Saudi Billionaire Eyes new Links with News Corp. (FOX)

Back in 2005 Saudi Prince bin Talal admitted to getting FOX News to change their coverage of the Muslim riots in France.

Covering the riots in Paris last November, Fox ran a banner saying: “Muslim riots.” Bin Talal was not happy. “I picked up the phone and called Murdoch… (and told him) these are not Muslim riots, these are riots out of poverty,” he said. “Within 30 minutes, the title was changed from Muslim riots to civil riots.”

Now the so called Prince is looking to get even more cozy with Murdoch and Co. Will anything good come out of this for us? I doubt it.

Saudi billionaire eyes new links with News Corp.
By TAREK EL-TABLAWY Sun Jan 17

CAIRO – The Saudi billionaire whose investment firm is one of the biggest stakeholders in News Corp. said he is looking to expand his alliances with the media giant, in the latest indication that his appetite for growth remains robust even as his company retrenches.

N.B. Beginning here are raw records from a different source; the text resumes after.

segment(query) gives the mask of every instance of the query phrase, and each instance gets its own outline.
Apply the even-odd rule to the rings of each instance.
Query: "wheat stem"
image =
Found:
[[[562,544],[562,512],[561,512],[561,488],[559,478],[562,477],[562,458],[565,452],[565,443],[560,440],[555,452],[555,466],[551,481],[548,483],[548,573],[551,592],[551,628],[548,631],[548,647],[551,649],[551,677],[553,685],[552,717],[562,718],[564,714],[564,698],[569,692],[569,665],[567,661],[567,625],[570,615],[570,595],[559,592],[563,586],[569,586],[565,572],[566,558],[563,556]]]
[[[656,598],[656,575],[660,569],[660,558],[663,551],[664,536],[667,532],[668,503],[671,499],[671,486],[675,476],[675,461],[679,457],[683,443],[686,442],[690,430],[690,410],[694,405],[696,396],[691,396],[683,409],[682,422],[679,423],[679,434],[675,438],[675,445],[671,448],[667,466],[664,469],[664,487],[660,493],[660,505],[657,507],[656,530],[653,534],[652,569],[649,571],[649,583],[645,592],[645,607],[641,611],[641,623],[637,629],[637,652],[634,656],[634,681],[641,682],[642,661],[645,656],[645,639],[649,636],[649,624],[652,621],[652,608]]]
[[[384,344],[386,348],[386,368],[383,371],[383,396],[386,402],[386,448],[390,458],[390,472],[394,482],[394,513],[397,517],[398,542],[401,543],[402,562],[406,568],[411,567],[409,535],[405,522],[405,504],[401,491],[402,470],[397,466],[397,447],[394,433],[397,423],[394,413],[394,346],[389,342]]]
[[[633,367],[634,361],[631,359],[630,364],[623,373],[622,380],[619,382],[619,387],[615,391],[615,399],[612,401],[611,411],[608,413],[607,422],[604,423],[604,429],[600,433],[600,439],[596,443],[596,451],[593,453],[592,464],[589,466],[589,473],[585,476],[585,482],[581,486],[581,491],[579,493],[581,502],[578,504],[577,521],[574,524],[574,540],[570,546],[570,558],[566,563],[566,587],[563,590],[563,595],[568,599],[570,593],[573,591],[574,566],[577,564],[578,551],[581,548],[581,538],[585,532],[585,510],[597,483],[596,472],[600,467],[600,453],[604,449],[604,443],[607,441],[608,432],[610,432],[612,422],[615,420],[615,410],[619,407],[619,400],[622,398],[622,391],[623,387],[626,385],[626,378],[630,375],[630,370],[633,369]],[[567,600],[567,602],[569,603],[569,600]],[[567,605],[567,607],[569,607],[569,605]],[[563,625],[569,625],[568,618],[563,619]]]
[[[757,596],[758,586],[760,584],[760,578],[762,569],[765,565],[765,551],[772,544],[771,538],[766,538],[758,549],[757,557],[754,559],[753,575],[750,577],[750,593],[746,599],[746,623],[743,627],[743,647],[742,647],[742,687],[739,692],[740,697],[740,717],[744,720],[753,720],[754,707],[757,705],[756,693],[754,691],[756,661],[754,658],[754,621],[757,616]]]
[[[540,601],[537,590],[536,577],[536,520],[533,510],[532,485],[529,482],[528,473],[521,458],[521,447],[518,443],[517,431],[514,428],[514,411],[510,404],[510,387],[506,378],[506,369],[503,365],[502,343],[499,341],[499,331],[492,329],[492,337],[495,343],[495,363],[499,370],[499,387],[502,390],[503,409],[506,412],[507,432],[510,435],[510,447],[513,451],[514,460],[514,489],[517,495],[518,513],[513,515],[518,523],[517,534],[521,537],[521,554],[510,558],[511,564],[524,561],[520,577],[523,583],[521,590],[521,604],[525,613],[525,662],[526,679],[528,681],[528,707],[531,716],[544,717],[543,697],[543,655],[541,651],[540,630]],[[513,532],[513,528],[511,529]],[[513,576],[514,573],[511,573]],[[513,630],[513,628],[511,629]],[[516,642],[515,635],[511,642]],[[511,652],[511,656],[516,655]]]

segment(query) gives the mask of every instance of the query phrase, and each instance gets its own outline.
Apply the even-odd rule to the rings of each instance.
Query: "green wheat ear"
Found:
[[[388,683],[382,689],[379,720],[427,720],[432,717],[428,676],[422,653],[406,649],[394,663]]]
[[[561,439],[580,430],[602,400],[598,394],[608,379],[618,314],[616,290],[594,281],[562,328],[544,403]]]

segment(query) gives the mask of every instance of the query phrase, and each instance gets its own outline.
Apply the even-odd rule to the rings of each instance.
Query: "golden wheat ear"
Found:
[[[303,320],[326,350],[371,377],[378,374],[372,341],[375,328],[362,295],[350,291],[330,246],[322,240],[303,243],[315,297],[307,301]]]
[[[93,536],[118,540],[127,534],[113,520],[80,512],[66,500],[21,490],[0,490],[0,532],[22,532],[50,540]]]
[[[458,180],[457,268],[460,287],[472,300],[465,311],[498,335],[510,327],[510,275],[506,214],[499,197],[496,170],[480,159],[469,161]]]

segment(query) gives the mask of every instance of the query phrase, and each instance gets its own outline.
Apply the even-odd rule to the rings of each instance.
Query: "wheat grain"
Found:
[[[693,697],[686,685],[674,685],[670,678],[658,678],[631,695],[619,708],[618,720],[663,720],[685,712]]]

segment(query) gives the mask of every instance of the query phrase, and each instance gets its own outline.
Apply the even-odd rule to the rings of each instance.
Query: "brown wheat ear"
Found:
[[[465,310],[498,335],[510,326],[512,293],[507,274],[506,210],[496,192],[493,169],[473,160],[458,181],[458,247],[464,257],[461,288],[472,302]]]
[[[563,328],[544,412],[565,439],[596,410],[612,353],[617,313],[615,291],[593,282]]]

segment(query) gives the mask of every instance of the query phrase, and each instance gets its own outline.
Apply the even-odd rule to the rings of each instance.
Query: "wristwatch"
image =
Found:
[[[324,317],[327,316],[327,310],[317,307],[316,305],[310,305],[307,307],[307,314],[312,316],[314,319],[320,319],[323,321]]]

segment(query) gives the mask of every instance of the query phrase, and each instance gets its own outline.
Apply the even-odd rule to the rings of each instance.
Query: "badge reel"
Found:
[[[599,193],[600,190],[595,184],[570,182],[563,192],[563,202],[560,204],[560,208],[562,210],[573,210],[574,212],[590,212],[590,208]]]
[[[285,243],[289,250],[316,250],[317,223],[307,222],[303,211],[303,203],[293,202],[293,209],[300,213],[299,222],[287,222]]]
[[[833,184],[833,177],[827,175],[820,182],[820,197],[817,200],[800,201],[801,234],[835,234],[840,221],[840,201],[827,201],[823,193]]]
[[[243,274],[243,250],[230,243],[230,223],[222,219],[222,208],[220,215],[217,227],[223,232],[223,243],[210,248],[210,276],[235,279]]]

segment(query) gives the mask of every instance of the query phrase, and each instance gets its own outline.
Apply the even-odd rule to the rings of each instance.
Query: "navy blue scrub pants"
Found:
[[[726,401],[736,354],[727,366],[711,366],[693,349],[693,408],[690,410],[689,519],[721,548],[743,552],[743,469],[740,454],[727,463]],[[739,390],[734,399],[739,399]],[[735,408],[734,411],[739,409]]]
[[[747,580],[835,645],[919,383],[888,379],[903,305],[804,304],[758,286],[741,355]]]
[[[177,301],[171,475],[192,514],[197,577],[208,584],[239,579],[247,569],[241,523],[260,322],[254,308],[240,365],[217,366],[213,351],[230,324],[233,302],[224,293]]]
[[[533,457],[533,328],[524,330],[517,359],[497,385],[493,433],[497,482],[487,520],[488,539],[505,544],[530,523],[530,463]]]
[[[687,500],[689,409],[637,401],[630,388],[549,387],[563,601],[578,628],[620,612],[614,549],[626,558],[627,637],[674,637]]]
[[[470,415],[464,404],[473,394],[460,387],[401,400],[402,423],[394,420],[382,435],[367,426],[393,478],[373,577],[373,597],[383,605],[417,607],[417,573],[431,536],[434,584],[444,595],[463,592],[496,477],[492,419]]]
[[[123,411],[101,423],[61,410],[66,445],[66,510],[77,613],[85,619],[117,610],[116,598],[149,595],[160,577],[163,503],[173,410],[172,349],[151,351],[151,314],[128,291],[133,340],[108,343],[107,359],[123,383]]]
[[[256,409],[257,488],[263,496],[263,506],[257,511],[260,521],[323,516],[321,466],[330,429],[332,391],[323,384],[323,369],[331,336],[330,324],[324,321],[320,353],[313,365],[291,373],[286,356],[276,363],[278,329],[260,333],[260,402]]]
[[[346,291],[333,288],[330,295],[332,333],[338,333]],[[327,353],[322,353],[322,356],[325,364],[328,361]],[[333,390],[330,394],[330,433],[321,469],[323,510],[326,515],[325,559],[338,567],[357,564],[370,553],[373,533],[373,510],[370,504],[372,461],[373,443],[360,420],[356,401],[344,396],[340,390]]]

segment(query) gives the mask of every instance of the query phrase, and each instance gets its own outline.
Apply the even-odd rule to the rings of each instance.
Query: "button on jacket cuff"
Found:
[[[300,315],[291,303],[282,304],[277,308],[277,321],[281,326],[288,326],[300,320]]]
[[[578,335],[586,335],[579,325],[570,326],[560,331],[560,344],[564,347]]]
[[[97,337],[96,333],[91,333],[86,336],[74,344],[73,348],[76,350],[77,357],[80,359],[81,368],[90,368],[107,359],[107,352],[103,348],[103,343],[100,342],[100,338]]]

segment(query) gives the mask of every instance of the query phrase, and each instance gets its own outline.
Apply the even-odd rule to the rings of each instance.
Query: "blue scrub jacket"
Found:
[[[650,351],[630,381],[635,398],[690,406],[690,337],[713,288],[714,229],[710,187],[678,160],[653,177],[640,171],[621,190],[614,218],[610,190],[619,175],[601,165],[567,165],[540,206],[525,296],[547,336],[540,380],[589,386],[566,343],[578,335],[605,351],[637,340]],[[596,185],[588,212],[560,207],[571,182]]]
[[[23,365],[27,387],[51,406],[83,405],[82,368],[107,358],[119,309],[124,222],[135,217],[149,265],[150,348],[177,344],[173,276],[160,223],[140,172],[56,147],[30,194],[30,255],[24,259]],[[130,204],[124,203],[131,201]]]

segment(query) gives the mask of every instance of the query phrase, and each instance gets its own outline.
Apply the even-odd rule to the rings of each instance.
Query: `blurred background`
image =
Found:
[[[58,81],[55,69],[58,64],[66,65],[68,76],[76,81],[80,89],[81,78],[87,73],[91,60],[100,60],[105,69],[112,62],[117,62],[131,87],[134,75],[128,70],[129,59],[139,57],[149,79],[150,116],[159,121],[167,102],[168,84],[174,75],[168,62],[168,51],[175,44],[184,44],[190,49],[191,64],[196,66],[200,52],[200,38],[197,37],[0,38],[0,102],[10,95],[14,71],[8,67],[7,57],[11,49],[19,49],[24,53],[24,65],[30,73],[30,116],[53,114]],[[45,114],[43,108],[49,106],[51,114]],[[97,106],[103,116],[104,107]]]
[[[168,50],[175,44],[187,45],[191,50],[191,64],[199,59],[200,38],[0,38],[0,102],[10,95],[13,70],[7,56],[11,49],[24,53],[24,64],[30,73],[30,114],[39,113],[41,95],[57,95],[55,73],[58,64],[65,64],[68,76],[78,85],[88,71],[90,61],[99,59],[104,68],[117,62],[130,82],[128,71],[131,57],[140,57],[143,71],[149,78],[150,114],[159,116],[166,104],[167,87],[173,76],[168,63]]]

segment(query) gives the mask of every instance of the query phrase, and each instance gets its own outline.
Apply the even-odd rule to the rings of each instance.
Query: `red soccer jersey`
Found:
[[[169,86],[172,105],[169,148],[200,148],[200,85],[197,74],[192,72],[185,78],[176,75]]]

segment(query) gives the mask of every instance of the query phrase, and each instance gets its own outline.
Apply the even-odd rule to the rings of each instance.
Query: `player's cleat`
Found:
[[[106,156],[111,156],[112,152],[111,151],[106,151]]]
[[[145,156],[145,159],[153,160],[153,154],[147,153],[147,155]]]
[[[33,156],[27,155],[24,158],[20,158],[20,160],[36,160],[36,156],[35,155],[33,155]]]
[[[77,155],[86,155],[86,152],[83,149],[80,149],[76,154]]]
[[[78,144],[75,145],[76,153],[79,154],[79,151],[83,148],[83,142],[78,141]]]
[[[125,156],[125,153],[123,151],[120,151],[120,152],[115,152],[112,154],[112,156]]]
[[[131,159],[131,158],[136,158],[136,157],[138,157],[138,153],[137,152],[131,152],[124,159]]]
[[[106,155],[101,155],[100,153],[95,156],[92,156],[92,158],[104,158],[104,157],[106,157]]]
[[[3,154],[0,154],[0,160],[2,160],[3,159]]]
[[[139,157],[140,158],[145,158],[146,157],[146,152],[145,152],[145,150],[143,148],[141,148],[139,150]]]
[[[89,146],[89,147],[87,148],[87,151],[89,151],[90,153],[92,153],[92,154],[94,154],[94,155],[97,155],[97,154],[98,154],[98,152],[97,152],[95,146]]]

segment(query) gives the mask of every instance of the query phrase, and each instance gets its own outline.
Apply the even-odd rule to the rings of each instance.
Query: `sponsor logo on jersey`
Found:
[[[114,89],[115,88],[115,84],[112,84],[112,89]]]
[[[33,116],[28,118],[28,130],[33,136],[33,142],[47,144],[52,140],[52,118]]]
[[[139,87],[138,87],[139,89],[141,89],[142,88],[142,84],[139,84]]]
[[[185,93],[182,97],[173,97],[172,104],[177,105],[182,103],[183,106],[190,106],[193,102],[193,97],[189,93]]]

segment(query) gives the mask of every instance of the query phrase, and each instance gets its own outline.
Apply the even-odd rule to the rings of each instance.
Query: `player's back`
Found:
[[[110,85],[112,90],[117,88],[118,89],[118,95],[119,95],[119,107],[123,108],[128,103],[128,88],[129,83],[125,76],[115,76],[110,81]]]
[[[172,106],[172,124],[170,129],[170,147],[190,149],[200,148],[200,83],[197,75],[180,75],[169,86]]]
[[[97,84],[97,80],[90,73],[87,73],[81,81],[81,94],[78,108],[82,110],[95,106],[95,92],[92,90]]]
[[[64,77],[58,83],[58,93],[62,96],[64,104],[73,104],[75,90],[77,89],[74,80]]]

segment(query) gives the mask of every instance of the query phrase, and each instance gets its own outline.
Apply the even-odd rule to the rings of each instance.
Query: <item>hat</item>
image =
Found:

Prince Alwaleed bin Talal, a nephew of the Saudi king and who was listed last year by Forbes as the world’s 22nd richest person, met with News Corp.’s chief executive Rupert Murdoch on Jan. 14 in a meeting that “touched upon future potential alliances with News Corp.,” according to a statement released by his Kingdom Holding Co. late Saturday.

Media reports have indicated that News Corp, parent to Fox News and Dow Jones & Co., among others, may be thinking of buying a stake in Alwaleed’s Rotana Media Group, which includes a number of satellite channels that air in the Middle East.

Neither company has commented publicly on the possible deal, but the talks offer an indication yet that such an agreement may yet be in the offing.

Kingdom Holding’s statement said Alwaleed is already the second largest stakeholder in News Corp., with 5.7 percent of the shares of the media company. The stake is held through Kingdom Holding, in which Alwaleed holds a 95 percent stake.

The investment company has a diverse portfolio, ranging from hotels to shares in Apple, eBay and Citigroup.